1. It seems strange that the right to terminate a pregnancy is not explicitly and universally recognized as a fundamental human right and that that right has not been formally codified. And, yet, even here, in the U.S.A. - a nation that cherishes the ideal of personal liberty - women's and girls' right to own and control their own bodies is under relentless assault, is now widely and significantly curtailed throughout much of the nation and the constitutional right itself, as recognized a half century ago in Roe v. Wade, is hanging by a thread. (The Senate can remedy this by passing the Women's Health Protection Act. The House did so last month.)
2. It also seems strange that the right not to have part of one's genitals cut off without consent is not explicitly and universally recognized as a fundamental and universal human right. And yet, here we are in 2021 and 3,000 times every day in the United States an infant boy is subjected to a traumatic and totally unnecessary genital surgery for no other reason than that the practice has become a self-perpetuating cultural norm.

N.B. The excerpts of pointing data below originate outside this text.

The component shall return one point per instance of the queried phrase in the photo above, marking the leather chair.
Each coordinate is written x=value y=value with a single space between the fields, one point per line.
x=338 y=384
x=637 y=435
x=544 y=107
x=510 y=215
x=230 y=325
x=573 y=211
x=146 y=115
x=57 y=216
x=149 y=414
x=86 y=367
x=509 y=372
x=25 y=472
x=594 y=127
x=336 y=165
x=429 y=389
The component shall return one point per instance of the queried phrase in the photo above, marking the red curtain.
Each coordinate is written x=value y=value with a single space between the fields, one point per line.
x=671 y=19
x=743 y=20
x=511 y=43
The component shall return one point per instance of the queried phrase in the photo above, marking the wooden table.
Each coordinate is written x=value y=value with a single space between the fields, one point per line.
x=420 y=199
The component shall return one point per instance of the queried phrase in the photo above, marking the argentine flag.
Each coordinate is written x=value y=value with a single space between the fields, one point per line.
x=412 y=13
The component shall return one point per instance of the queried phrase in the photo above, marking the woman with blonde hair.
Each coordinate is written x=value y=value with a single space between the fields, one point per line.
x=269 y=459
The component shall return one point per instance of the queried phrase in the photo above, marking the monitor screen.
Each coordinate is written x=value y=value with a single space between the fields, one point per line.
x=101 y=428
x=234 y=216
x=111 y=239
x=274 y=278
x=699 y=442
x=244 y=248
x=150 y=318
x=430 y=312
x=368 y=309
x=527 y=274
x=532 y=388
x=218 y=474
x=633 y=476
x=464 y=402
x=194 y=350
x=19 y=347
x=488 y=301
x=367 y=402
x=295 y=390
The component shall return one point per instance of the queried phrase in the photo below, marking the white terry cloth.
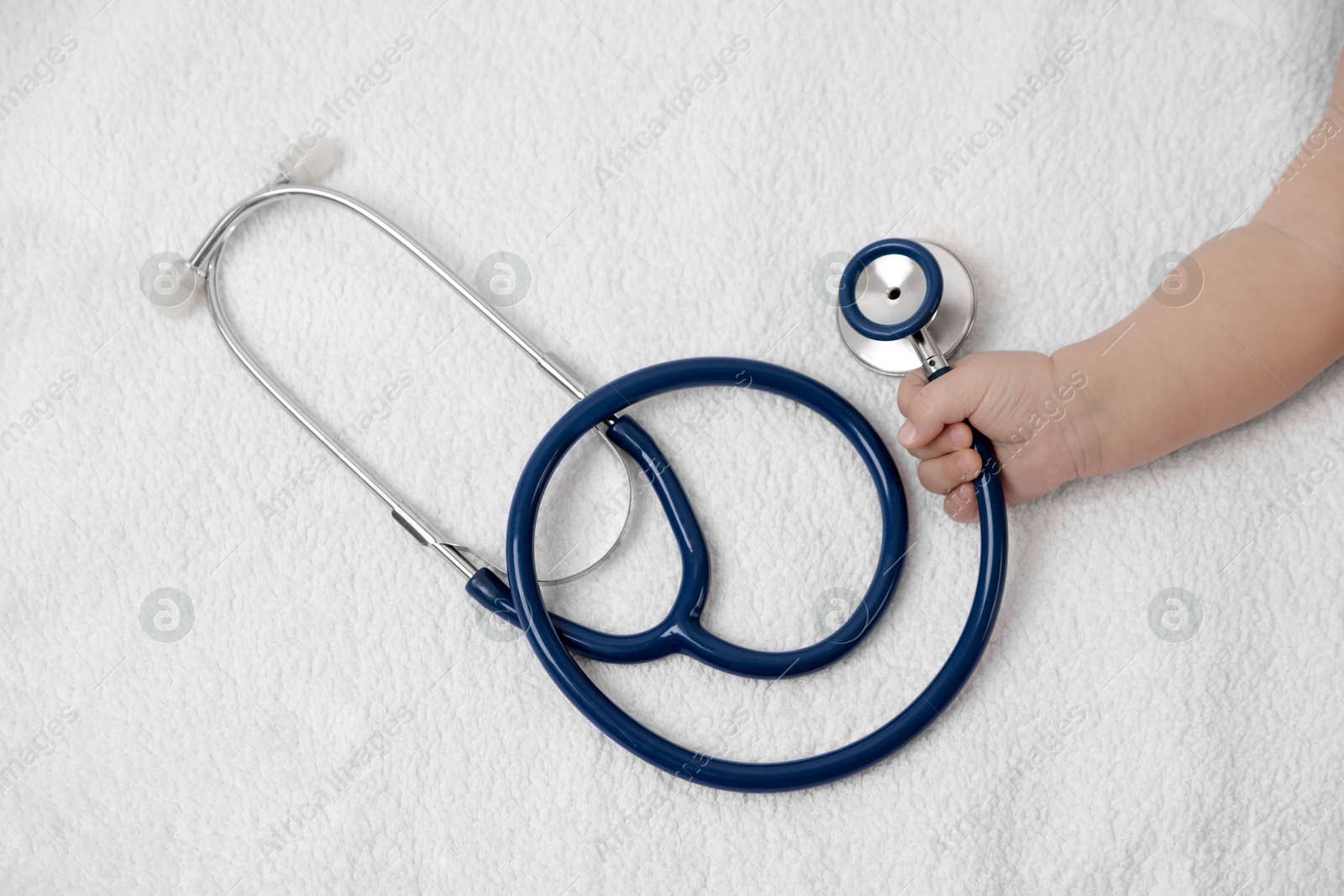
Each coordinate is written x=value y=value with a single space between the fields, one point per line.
x=331 y=660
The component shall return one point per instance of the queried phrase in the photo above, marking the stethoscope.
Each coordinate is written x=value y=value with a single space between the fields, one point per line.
x=893 y=312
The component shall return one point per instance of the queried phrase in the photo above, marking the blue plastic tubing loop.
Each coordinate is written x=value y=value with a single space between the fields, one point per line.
x=557 y=640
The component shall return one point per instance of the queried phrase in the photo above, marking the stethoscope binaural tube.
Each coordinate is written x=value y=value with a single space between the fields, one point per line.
x=553 y=651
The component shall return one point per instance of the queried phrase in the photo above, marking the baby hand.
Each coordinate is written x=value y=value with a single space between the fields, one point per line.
x=1037 y=417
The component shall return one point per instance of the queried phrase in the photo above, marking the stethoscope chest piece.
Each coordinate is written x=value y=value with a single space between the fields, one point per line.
x=891 y=289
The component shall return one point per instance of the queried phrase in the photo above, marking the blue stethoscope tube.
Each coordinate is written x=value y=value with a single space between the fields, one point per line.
x=554 y=638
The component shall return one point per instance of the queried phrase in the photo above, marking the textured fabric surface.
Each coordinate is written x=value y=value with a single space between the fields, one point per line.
x=333 y=715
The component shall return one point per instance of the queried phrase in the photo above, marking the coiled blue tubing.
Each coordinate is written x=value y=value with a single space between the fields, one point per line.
x=557 y=640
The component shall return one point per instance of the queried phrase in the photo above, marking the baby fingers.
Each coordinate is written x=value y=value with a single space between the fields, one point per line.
x=942 y=474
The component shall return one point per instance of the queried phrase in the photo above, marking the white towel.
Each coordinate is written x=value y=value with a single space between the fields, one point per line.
x=339 y=718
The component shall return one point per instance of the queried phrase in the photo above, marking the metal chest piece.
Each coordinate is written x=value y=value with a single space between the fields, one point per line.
x=891 y=291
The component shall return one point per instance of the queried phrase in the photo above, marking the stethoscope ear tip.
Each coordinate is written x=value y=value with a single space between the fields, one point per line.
x=316 y=161
x=170 y=284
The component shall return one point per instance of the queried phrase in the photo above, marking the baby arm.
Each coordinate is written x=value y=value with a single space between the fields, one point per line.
x=1268 y=318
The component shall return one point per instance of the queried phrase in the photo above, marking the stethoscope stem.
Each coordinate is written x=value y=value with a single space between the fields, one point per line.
x=931 y=356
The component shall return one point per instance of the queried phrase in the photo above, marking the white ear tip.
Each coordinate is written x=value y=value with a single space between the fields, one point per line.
x=170 y=284
x=316 y=163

Worldwide, at least 200 million girls and women have been subjected to female genital cutting (FGC) and more than one billion boys and men have been subjected to male genital cutting (MGC). It is not known how many intersex individuals are subjected to genital cutting every year.
3. It is a paradox that abortion restrictions and involuntary
circumcision are both so alike and yet so different. Feminists cite the
unequal effects of abortion restrictions - because they apply to
(biological) girls and women only - as an example of systemic,
sex-based discrimination. MRAs, for their part, cite the practice of
male genital cutting (MGC) - hence the unequal effects of anti-FGM
statutes because they protect girls but not boys from genital cutting -
as an example of systemic, sex-based discrimination that affects only
boys and men. Both are right and it is perplexing that feminists and MRAs have not generally made common cause with one another on the principle of bodily
autonomy. They should, because, in theory, at least, their shared belief in bodily autonomy ought to make them natural allies.